OK, I should clarify what was actually happening in the game at this point. I'm sorry you're having to jump at shadows on account of not having been there and relying on my incomplete description.

It wasn't a huge, massive battle with whole armies arrayed against one another. It was a small, struggling outpost in the jungle raided by a modest war-band of tribal fighters. SO while I never nailed down exact numbers, the forces were measured in terms of "a band of raiders," or "a handful of Zaru, or "a squad of soldiers."

I broke the action into chunks in terms of location around the camp, with separate contests all around as we jumped from location to location. Wind, Duval and Griskin were in the makeshift manor house on the southeast side contending with guards in there, Thag and the Chieftan battled in the center of the camp, and Long-Whiskers was in the northern quarter seeing to the Zaru's safety. WHen a motley force of Zaru rose up, they rushed to the center of camp where the Ammenites had the Chieftan surrounded, and a small part of the Ammenite force broke off to put them down. So for that engagement we were talking about total combatants that you could probably count on your fingers. A sningle Ratkin could definitely (especially TSoY) do some good.

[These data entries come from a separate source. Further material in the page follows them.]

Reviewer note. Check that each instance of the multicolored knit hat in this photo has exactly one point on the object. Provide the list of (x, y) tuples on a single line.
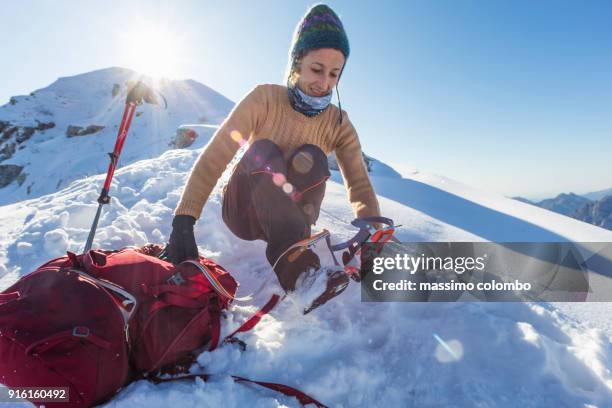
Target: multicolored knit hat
[(319, 28)]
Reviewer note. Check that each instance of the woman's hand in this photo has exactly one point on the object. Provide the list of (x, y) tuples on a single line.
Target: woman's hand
[(182, 243)]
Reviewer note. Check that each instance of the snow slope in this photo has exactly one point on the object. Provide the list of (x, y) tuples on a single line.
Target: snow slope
[(50, 159), (346, 353)]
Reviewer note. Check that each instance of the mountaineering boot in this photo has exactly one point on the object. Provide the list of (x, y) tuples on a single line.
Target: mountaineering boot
[(292, 264), (299, 273), (336, 281)]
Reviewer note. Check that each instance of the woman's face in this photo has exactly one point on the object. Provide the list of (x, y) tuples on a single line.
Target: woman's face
[(319, 71)]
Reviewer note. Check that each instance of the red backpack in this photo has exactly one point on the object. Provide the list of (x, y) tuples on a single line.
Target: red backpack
[(94, 322), (178, 308), (59, 328)]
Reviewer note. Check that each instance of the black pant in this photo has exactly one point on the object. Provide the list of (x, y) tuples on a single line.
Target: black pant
[(273, 200)]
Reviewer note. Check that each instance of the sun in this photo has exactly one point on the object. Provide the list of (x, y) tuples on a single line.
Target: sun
[(154, 51)]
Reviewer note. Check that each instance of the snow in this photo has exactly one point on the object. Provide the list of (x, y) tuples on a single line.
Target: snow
[(52, 160), (345, 353)]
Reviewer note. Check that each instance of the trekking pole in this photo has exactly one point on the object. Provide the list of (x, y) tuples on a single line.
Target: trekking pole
[(136, 96)]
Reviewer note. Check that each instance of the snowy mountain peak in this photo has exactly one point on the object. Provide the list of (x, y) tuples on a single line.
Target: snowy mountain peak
[(81, 114)]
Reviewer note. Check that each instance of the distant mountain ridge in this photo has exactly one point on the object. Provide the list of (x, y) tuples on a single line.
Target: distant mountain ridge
[(596, 211), (62, 132)]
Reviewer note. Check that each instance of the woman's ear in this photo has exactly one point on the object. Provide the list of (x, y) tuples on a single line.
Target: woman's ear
[(295, 72)]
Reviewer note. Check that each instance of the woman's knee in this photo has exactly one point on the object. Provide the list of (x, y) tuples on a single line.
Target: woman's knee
[(308, 165)]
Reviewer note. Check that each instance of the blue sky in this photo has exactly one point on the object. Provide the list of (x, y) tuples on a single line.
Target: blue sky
[(508, 96)]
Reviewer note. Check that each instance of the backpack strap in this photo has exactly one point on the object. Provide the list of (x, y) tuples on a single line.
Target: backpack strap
[(7, 297), (77, 333)]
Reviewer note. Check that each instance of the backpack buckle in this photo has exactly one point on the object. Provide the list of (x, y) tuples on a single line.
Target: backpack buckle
[(176, 279), (80, 331)]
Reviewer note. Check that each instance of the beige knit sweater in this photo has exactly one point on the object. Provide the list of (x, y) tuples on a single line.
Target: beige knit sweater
[(265, 113)]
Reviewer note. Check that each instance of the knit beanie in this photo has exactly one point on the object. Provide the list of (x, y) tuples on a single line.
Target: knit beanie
[(319, 28)]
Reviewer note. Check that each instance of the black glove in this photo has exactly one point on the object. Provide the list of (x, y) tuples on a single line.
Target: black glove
[(182, 240)]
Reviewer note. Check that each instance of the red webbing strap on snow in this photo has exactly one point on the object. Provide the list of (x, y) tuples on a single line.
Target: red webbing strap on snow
[(253, 320), (303, 398), (216, 333)]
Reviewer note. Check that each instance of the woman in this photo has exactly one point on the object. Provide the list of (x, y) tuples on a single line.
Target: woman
[(276, 190)]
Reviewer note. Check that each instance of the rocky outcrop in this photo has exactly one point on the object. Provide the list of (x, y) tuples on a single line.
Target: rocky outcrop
[(8, 144), (74, 131), (10, 173), (566, 204), (597, 213)]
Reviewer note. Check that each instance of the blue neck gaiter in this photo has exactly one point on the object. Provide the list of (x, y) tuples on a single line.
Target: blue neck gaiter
[(305, 104)]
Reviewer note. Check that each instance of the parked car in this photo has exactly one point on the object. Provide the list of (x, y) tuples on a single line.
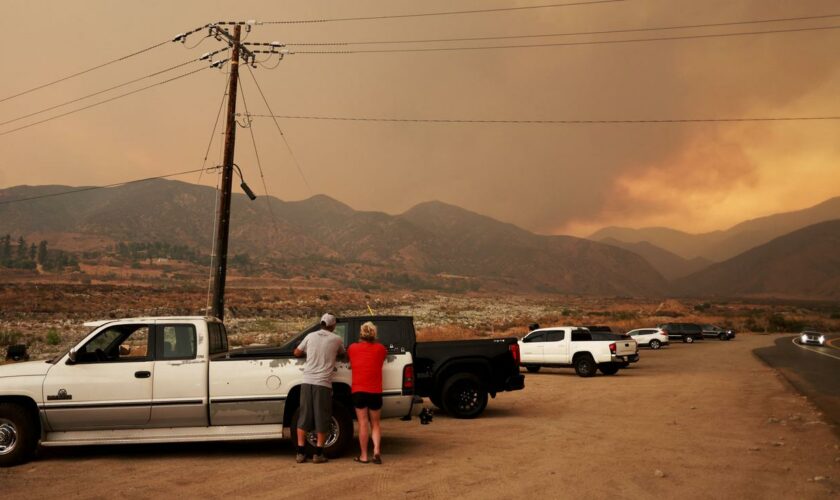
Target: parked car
[(602, 335), (572, 346), (687, 332), (812, 337), (712, 331), (456, 375), (650, 337), (172, 379)]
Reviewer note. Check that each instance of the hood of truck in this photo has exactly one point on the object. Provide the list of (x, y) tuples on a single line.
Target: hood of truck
[(28, 368)]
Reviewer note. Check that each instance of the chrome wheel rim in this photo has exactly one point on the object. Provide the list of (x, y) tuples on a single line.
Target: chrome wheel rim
[(332, 435), (8, 436), (466, 398)]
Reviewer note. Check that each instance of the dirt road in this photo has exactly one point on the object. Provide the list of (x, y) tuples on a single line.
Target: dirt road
[(710, 416)]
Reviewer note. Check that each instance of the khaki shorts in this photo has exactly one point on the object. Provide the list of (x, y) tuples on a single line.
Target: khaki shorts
[(315, 408)]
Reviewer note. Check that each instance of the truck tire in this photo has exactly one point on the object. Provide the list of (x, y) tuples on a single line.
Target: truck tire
[(18, 435), (339, 437), (608, 368), (585, 366), (464, 396)]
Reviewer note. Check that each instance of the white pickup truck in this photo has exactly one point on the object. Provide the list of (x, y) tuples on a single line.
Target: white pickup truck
[(564, 346), (172, 379)]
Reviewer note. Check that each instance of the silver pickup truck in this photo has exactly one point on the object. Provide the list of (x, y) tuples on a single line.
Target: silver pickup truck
[(172, 379)]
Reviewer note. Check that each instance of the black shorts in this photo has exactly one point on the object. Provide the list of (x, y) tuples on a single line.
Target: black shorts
[(367, 400)]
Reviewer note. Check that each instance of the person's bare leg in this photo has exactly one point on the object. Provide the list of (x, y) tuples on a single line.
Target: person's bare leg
[(364, 432), (376, 431)]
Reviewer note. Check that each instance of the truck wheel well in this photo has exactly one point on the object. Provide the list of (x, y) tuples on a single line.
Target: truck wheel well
[(579, 354), (477, 369), (28, 404)]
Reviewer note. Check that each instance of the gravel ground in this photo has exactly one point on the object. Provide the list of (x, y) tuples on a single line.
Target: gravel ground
[(707, 420)]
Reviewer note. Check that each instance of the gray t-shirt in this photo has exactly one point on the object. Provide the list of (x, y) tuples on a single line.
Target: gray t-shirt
[(321, 349)]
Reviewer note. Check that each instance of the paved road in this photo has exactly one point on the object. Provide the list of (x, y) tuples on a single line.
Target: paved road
[(813, 370)]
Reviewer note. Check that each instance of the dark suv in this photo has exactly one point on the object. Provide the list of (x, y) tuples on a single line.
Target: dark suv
[(712, 331), (687, 332)]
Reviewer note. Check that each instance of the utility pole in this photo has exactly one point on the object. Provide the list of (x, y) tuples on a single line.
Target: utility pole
[(223, 215)]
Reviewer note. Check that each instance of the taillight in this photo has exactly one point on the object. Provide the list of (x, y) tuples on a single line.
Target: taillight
[(514, 351), (408, 379)]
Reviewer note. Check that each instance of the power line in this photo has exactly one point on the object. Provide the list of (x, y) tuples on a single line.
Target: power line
[(447, 13), (150, 75), (257, 156), (103, 102), (280, 130), (91, 188), (574, 33), (561, 44), (548, 122), (79, 73), (213, 132)]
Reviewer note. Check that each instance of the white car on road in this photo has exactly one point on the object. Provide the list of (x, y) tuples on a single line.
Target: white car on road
[(650, 337)]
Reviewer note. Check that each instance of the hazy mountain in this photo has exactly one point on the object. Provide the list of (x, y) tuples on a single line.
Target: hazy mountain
[(430, 238), (802, 264), (721, 245), (669, 265)]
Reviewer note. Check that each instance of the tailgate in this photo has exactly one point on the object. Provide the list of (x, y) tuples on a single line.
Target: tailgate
[(625, 347)]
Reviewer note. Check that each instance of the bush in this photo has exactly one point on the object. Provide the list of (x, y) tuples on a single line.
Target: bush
[(53, 337), (10, 338)]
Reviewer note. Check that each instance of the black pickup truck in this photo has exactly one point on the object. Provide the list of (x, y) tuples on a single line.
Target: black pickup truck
[(458, 375)]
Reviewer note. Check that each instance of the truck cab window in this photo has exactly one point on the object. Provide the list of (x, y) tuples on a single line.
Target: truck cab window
[(117, 343), (556, 336), (176, 342), (536, 337)]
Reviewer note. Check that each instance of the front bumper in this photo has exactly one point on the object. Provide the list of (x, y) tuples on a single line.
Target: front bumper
[(515, 382)]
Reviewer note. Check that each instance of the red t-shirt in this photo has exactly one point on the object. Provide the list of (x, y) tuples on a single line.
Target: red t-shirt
[(366, 359)]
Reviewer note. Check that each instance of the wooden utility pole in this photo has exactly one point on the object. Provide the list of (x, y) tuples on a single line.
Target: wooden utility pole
[(223, 215)]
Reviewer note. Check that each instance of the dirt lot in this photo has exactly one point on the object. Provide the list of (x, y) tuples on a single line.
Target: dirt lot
[(711, 417)]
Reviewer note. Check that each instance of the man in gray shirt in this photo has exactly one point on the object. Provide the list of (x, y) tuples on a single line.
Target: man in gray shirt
[(321, 349)]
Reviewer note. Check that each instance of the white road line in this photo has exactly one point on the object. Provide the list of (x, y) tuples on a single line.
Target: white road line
[(812, 349)]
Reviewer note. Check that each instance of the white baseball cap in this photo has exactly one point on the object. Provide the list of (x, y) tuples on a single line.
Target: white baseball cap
[(328, 319)]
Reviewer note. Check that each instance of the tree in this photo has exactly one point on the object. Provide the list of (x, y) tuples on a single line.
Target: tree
[(42, 252), (5, 250)]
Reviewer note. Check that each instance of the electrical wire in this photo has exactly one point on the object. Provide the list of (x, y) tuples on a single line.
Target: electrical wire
[(259, 163), (150, 75), (562, 44), (79, 73), (447, 13), (280, 130), (103, 102), (549, 122), (215, 125), (573, 33), (91, 188)]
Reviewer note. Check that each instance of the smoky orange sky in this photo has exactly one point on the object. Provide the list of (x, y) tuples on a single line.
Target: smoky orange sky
[(569, 179)]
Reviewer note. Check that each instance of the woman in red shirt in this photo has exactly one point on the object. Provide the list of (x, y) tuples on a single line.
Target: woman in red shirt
[(366, 359)]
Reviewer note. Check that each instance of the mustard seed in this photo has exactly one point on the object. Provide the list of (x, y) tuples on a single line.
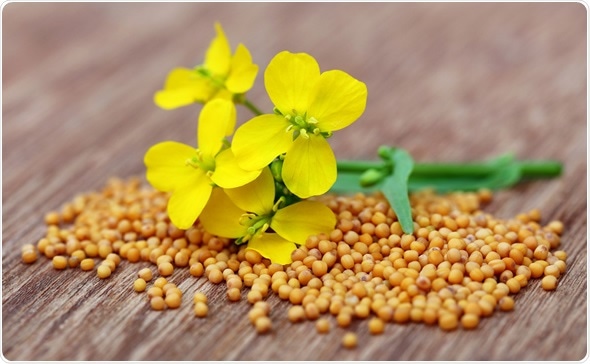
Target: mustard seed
[(448, 322), (296, 314), (470, 321), (263, 325), (201, 310), (173, 300), (322, 326), (349, 340), (549, 283), (139, 285), (166, 269), (200, 297)]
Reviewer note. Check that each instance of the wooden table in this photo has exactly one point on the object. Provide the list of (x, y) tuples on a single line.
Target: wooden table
[(448, 82)]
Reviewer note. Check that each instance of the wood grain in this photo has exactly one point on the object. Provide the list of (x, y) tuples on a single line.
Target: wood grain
[(448, 82)]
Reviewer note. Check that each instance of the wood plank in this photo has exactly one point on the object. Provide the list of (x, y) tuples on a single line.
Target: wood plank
[(448, 82)]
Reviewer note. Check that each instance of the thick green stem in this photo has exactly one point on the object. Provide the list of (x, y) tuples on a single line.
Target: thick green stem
[(252, 107), (358, 166), (529, 169)]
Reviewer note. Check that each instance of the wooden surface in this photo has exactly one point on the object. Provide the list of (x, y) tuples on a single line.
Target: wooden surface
[(448, 82)]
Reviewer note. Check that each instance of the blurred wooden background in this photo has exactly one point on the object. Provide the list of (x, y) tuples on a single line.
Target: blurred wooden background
[(448, 82)]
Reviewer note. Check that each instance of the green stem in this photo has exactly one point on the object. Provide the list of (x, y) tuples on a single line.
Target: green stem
[(256, 111), (532, 169), (358, 166)]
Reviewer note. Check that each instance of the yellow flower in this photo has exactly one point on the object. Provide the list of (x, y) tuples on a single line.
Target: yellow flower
[(309, 106), (190, 173), (247, 212), (221, 76)]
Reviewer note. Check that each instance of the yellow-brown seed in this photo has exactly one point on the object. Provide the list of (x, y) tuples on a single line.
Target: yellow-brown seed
[(103, 271), (139, 285), (165, 269), (200, 297), (201, 309), (296, 314), (470, 321), (173, 300)]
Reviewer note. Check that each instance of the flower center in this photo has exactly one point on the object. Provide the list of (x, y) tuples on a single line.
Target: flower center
[(200, 161), (258, 224), (301, 125), (217, 81)]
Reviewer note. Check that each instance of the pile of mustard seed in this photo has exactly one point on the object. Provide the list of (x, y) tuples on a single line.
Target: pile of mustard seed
[(459, 266)]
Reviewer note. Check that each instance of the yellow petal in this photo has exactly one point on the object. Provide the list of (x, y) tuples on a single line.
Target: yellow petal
[(298, 221), (273, 247), (215, 119), (172, 99), (309, 168), (187, 201), (218, 56), (183, 87), (337, 100), (166, 165), (221, 216), (289, 79), (257, 196), (260, 140), (228, 173), (243, 72)]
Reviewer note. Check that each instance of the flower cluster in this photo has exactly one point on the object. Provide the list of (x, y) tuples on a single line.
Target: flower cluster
[(255, 188)]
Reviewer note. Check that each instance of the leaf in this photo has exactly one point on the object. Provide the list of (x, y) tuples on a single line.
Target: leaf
[(395, 188)]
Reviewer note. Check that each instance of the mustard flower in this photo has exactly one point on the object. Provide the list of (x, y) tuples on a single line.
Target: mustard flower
[(309, 106), (249, 213), (220, 76), (189, 173)]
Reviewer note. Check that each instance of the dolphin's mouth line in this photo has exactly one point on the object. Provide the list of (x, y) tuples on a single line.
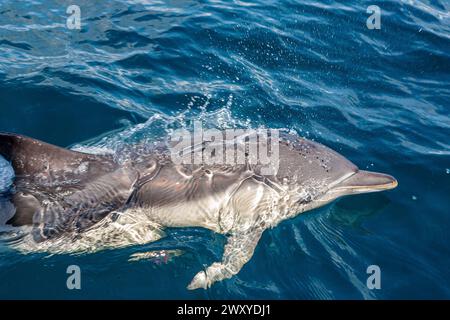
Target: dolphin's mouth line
[(364, 181)]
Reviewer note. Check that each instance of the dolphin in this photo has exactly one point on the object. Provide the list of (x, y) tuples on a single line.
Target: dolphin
[(60, 193)]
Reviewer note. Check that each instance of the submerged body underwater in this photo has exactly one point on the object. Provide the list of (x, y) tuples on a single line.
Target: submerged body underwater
[(137, 71)]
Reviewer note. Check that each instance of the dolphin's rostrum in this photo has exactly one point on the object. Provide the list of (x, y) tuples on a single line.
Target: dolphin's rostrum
[(60, 193)]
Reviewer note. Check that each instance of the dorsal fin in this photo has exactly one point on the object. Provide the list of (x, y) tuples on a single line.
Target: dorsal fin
[(39, 160)]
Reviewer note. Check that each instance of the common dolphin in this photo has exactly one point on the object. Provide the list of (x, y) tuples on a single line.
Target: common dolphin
[(59, 192)]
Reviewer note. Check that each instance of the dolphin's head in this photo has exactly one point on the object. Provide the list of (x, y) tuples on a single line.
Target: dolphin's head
[(315, 175)]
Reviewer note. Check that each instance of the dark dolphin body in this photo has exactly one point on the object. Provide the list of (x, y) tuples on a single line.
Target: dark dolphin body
[(59, 192)]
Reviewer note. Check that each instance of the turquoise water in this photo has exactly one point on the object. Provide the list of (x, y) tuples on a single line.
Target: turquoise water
[(138, 69)]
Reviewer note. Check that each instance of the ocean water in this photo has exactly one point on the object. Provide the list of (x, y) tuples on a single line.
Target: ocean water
[(138, 69)]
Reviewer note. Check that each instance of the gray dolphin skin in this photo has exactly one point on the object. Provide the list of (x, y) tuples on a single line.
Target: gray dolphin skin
[(63, 194)]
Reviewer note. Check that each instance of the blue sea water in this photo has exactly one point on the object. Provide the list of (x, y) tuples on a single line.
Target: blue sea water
[(140, 68)]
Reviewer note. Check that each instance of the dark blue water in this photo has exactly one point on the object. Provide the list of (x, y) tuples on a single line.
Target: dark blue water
[(138, 69)]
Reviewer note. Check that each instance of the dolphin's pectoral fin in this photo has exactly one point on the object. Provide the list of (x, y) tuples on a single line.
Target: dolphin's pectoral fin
[(86, 207), (238, 251)]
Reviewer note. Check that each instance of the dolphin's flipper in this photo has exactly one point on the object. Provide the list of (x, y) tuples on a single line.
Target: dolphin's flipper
[(84, 208), (238, 251)]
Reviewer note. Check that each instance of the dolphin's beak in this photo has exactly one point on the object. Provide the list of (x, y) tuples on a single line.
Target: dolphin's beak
[(365, 181)]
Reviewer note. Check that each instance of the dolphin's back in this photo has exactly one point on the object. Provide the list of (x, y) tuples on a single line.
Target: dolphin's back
[(58, 190)]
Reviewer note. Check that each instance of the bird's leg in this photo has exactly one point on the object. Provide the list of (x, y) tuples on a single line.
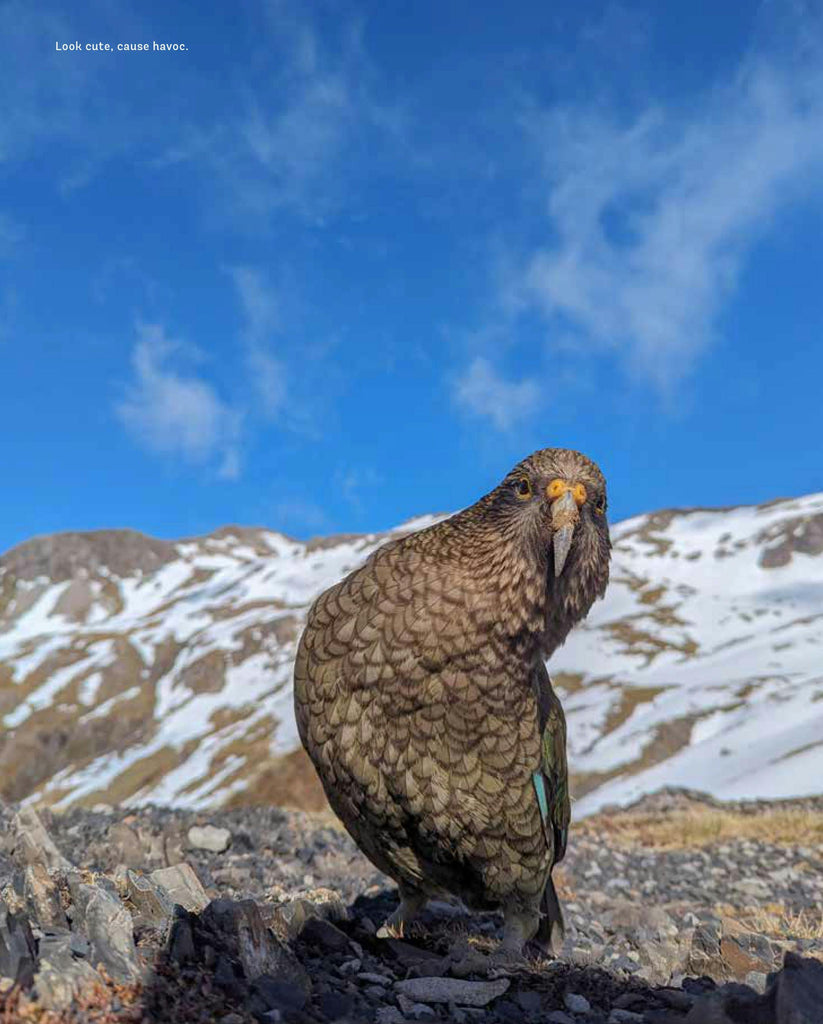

You're damn right I didn't like the choice she made. Yes, it was hers to make. I still have the right to judge it, which is what this discussion is about. There's a fairly narrow set of parameters, I think, for when a choice of "I do nothing" will be satisfying to me. There were certainly a lot of options she could have gone for that didn't consist of "nothing." She didn't even boost the Zaru with "Zu."

It seems (though I can't speak for Petrea) that she wasn't impressed with the drastic immediacy and sheer crisis of the situation. This wasn't "a bunch of people are fighting, including these people fighting those people." This was "the pacifist slave laborers armed only with artisan tools are desperate enough to attack trained soldiers."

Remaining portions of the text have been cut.